16. The method of claim 9, wherein the predetermined condition comprises an identified object of interest.

17. The method of claim 16, wherein the identified object of interest comprises one or more people, faces, vehicles, animals, structures, or geographic locations.

18. The method of claim 9, wherein the predetermined condition comprises an identified behavior of interest.

19. The method of claim 18, wherein the identified behavior of interest comprises a person or animal acting erratically or starting to run, a person or object approaching a user rapidly, or a person or object approaching a user from behind.

20. A property safety monitoring system comprising:

a) a portable property monitoring device having at least two edge AI embedded cameras;

b) an edge AI processing unit configured to identify a safety concern condition of a property and generate an AI processed safety information; and

c) a communication system configured to transmit the AI processed safety information to a remote receiving device.

21. The property safety monitoring system of claim 20, wherein the portable property monitoring device is configured to monitor the surroundings of an auto vehicle.

22. The property safety monitoring system of claim 20, wherein the portable property monitoring device is configured to monitor the surroundings of a building.

23. The property safety monitoring system of claim 20, wherein the portable property monitoring device comprises a rearview mirror in-vehicle device mount.

24. The property safety monitoring system of claim 23, further comprising a front driver side camera configured to monitor a condition of a driver and a front passenger sider camera configured to monitor a condition of a passenger.

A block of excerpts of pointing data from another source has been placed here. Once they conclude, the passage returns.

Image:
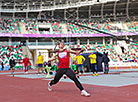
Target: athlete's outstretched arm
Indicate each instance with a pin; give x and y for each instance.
(52, 58)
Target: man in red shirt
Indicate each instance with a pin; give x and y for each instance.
(63, 68)
(26, 62)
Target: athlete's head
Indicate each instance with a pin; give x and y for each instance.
(92, 52)
(61, 45)
(39, 53)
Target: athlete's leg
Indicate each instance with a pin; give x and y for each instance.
(72, 76)
(24, 67)
(83, 69)
(57, 77)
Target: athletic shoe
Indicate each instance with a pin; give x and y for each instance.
(93, 74)
(84, 93)
(49, 87)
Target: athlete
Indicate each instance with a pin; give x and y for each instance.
(26, 62)
(40, 62)
(63, 57)
(80, 59)
(12, 64)
(93, 63)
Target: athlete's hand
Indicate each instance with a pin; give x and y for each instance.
(83, 49)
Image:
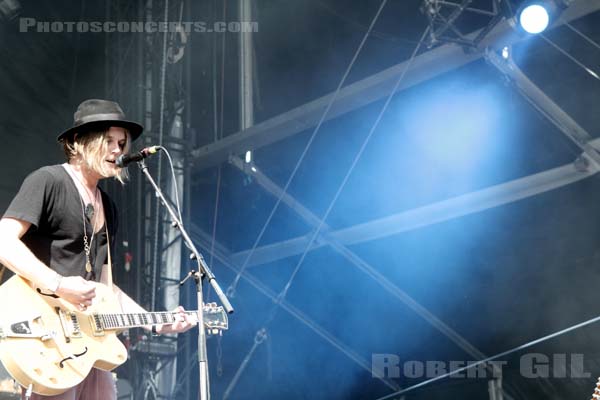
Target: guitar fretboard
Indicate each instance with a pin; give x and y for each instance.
(134, 320)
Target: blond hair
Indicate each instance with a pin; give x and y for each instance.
(90, 150)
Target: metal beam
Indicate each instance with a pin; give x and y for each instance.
(266, 183)
(206, 242)
(545, 105)
(434, 213)
(426, 66)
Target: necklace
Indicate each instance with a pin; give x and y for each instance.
(86, 211)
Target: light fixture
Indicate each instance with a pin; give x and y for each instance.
(535, 16)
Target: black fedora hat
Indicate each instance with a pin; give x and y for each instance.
(95, 113)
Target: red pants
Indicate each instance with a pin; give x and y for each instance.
(98, 385)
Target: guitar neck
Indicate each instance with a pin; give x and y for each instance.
(136, 320)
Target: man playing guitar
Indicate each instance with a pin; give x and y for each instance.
(58, 230)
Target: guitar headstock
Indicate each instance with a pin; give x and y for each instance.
(596, 394)
(215, 318)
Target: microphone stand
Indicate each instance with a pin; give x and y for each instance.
(203, 272)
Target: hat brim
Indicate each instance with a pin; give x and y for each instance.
(135, 129)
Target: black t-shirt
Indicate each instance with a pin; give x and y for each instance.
(50, 201)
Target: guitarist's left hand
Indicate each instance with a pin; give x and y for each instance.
(183, 322)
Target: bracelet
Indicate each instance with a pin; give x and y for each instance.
(154, 332)
(55, 284)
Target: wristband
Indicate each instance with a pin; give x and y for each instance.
(55, 283)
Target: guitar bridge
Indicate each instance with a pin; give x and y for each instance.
(69, 323)
(96, 324)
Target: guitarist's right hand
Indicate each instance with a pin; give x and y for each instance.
(77, 291)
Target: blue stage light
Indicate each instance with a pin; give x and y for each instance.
(534, 18)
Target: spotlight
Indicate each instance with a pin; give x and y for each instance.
(535, 16)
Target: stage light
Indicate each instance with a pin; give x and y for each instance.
(534, 18)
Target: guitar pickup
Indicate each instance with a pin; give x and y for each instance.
(69, 323)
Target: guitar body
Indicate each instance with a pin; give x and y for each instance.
(49, 343)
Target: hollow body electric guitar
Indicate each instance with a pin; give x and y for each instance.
(48, 343)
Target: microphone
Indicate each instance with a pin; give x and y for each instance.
(125, 159)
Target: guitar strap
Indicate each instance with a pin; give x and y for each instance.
(109, 282)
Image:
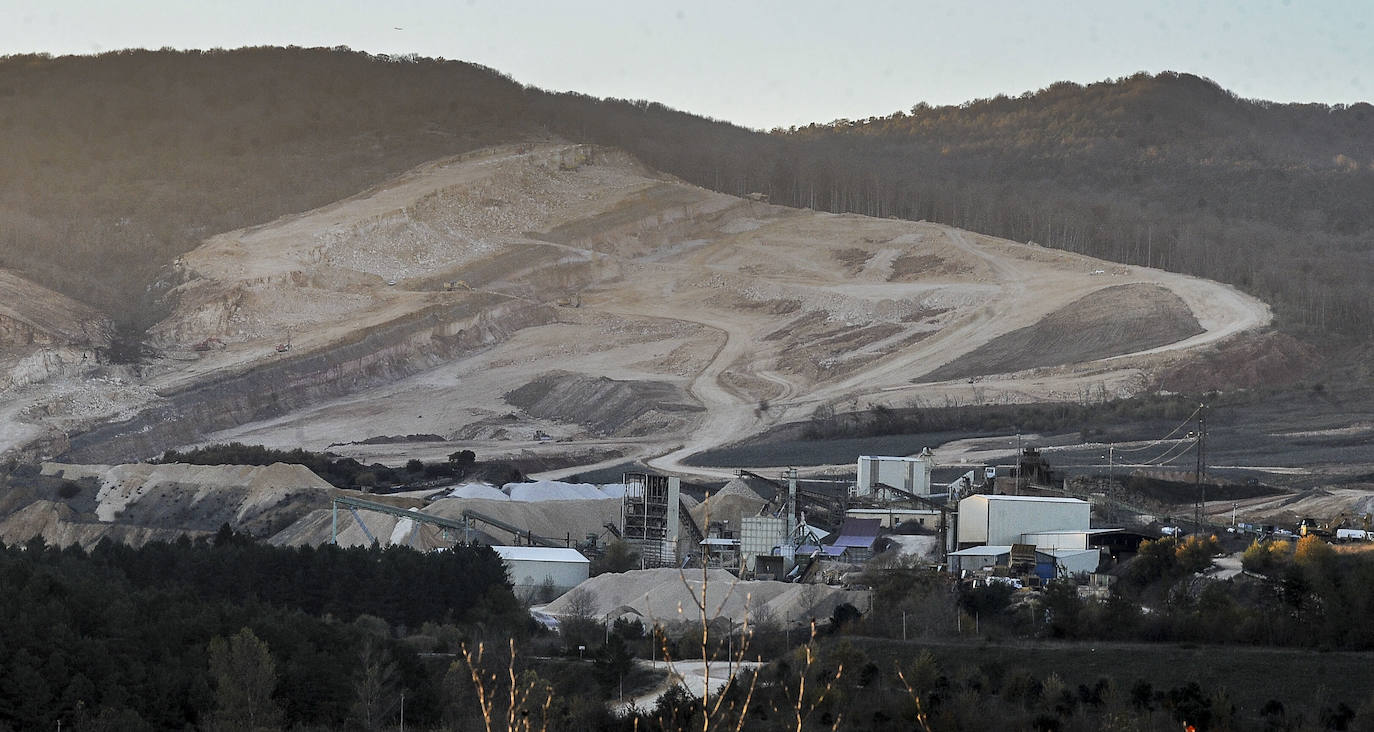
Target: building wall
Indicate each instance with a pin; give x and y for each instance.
(892, 517)
(910, 474)
(974, 563)
(1084, 561)
(1057, 541)
(973, 521)
(1007, 519)
(526, 574)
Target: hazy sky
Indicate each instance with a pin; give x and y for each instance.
(768, 65)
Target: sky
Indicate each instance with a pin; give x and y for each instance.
(764, 63)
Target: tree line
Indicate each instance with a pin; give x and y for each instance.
(220, 633)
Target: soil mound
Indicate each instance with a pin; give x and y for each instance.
(143, 501)
(606, 405)
(671, 598)
(731, 504)
(1110, 322)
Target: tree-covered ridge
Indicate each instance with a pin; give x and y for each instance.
(140, 639)
(117, 164)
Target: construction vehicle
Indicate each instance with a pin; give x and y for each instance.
(1333, 528)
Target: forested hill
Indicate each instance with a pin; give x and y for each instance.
(1168, 170)
(118, 162)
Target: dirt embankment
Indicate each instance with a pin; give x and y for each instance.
(415, 306)
(1110, 322)
(605, 405)
(138, 503)
(366, 357)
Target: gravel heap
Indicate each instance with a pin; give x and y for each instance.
(671, 598)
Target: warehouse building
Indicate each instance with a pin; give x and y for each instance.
(1005, 519)
(533, 567)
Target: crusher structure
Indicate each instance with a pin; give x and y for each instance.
(650, 515)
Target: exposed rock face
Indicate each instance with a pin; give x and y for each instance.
(373, 356)
(606, 405)
(140, 501)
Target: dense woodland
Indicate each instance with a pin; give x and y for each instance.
(118, 162)
(234, 635)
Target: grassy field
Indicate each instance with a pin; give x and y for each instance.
(1304, 680)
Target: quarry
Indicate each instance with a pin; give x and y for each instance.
(491, 297)
(562, 304)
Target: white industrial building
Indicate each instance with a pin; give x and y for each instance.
(906, 474)
(532, 567)
(1002, 521)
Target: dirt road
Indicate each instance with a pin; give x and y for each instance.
(753, 313)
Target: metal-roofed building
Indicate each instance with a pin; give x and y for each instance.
(1049, 562)
(532, 567)
(856, 537)
(1005, 519)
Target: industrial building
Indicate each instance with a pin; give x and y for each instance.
(1002, 521)
(650, 517)
(900, 475)
(533, 567)
(1047, 562)
(891, 517)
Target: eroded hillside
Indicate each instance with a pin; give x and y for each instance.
(485, 297)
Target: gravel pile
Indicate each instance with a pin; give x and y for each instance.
(672, 598)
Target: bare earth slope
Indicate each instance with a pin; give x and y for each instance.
(561, 273)
(1115, 320)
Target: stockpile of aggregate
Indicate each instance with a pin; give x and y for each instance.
(673, 598)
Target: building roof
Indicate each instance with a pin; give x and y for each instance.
(858, 533)
(983, 551)
(1060, 554)
(902, 459)
(540, 554)
(826, 550)
(885, 511)
(1029, 499)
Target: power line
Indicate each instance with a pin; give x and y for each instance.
(1182, 425)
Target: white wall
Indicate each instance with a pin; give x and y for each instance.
(526, 574)
(1077, 540)
(1007, 519)
(910, 474)
(973, 519)
(1080, 561)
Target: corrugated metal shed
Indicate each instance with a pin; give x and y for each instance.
(1003, 519)
(540, 554)
(858, 533)
(535, 569)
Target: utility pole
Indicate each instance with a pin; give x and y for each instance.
(1017, 492)
(1201, 466)
(1112, 463)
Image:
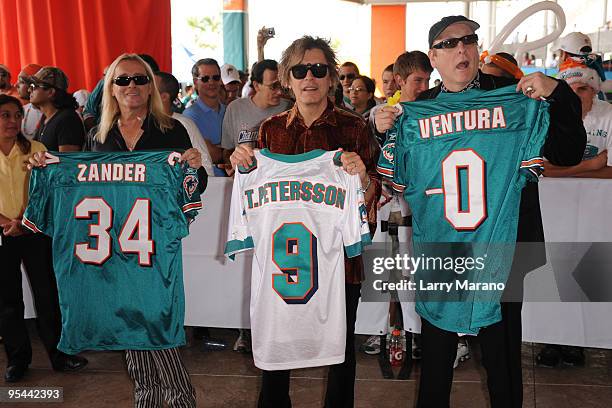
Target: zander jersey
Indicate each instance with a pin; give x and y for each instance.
(117, 220)
(462, 161)
(298, 212)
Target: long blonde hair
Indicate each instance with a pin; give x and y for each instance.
(110, 107)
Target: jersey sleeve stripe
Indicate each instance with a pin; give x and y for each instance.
(30, 225)
(197, 205)
(384, 171)
(398, 187)
(235, 246)
(536, 161)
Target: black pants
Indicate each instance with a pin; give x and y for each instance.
(341, 379)
(501, 356)
(35, 252)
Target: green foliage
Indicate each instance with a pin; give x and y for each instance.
(206, 31)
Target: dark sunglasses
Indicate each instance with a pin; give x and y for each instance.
(126, 80)
(275, 86)
(207, 78)
(347, 76)
(41, 86)
(453, 42)
(301, 70)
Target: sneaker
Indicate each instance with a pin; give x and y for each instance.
(549, 356)
(463, 353)
(416, 347)
(371, 346)
(243, 342)
(572, 356)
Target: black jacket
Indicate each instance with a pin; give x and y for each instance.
(564, 146)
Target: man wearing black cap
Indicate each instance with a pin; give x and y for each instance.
(454, 53)
(61, 128)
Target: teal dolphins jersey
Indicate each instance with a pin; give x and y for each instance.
(461, 161)
(117, 220)
(300, 213)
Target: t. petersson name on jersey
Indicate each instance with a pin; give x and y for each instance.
(110, 172)
(279, 191)
(474, 119)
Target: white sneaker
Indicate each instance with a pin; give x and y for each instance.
(463, 353)
(371, 346)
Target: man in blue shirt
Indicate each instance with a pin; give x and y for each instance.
(207, 111)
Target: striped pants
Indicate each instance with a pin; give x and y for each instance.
(159, 375)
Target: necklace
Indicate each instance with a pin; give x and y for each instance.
(130, 142)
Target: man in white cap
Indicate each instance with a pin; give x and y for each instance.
(597, 120)
(230, 77)
(573, 45)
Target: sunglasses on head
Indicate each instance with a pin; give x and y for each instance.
(126, 80)
(347, 76)
(275, 86)
(301, 70)
(207, 78)
(453, 42)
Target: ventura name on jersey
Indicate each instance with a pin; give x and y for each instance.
(279, 191)
(473, 119)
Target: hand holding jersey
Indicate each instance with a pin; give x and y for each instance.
(351, 162)
(454, 52)
(296, 211)
(117, 259)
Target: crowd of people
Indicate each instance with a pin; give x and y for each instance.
(306, 101)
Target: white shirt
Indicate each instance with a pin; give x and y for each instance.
(598, 125)
(197, 141)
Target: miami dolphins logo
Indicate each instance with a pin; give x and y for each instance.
(387, 152)
(190, 183)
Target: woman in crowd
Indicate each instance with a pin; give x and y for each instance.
(34, 250)
(133, 119)
(361, 93)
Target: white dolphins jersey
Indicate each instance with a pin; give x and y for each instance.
(300, 213)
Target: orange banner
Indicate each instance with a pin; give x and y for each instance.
(234, 5)
(82, 37)
(388, 38)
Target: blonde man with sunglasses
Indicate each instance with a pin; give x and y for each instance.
(308, 69)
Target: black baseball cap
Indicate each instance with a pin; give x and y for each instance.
(436, 29)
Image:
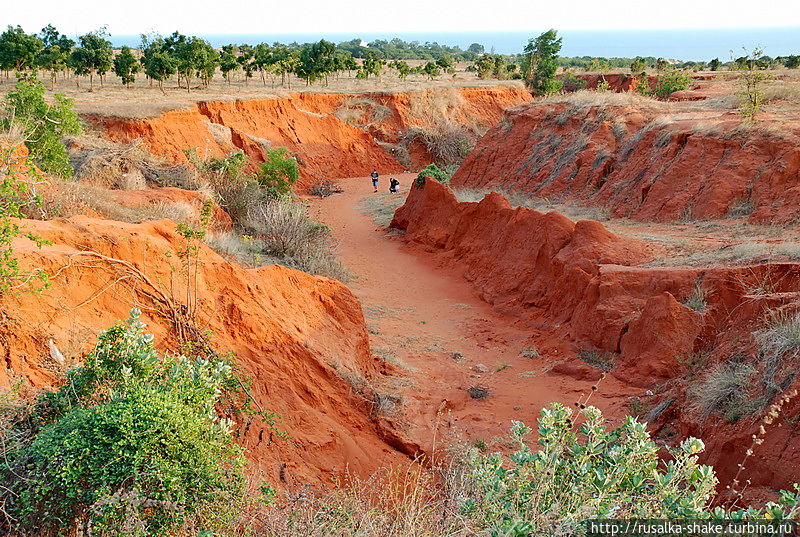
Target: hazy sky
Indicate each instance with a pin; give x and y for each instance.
(348, 16)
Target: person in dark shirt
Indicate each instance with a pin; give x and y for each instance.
(374, 176)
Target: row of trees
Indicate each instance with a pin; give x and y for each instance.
(192, 59)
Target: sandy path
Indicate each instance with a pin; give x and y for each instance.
(434, 331)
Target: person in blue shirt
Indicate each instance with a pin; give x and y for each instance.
(374, 176)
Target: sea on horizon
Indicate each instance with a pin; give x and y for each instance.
(678, 44)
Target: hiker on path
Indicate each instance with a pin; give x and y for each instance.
(374, 176)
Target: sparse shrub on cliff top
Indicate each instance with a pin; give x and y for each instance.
(540, 63)
(751, 79)
(43, 125)
(271, 226)
(279, 171)
(131, 440)
(669, 83)
(434, 172)
(16, 195)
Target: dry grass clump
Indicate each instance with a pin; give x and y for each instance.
(131, 166)
(278, 231)
(448, 143)
(362, 111)
(396, 503)
(325, 188)
(63, 199)
(522, 199)
(725, 391)
(585, 99)
(737, 389)
(780, 337)
(381, 207)
(442, 123)
(747, 251)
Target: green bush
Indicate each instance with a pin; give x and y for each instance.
(570, 82)
(42, 124)
(132, 439)
(583, 470)
(14, 196)
(279, 171)
(434, 172)
(671, 82)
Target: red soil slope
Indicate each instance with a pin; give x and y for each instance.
(297, 336)
(581, 283)
(642, 163)
(305, 123)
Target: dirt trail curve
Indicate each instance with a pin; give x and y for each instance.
(441, 339)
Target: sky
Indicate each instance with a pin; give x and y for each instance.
(348, 16)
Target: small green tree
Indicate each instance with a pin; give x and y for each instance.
(16, 194)
(638, 66)
(373, 64)
(43, 124)
(670, 82)
(432, 70)
(245, 60)
(279, 171)
(402, 68)
(540, 64)
(126, 66)
(131, 444)
(93, 56)
(157, 61)
(18, 50)
(54, 57)
(227, 61)
(583, 470)
(751, 79)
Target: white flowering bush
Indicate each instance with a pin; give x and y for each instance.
(584, 470)
(131, 444)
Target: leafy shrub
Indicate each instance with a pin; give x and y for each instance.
(570, 82)
(603, 86)
(15, 195)
(584, 470)
(43, 124)
(434, 172)
(130, 437)
(279, 171)
(671, 82)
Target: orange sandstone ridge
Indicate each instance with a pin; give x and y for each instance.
(641, 162)
(298, 337)
(327, 146)
(581, 283)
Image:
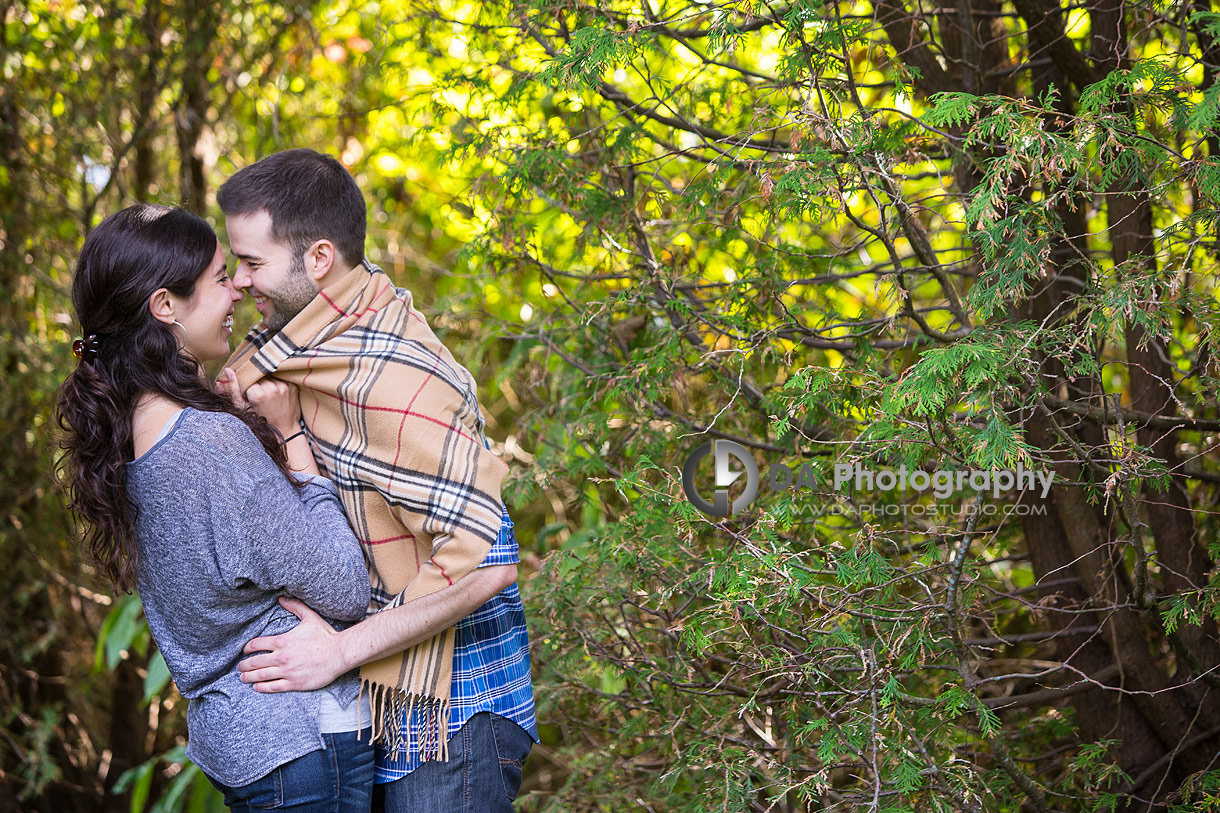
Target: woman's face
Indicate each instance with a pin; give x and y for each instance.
(206, 316)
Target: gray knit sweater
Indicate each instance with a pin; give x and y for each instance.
(221, 536)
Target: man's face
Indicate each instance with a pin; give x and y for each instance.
(272, 274)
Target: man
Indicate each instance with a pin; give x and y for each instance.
(395, 421)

25. The property safety monitoring system of claim 24, further comprising a rear cabin camera configured to monitor a condition of a rear seat passenger.

26. The property safety monitoring system of claim 20, wherein the AI processed safety information is transmitted to a cloud storage.

27. The property safety monitoring system of claim 26, wherein the AI processed safety information is transmitted from the cloud storage to a smart device.

28. The property safety monitoring system of claim 26, wherein the wearable device comprises a smart phone.

29. The property safety monitoring system of claim 26, wherein the AI processed safety information is transmitted from the cloud storage to a display of a wearable device.

30. The property safety monitoring system of claim 26, wherein the AI processed safety information is transmitted from the cloud storage to a Network Operation Center to be transmitted to a public network.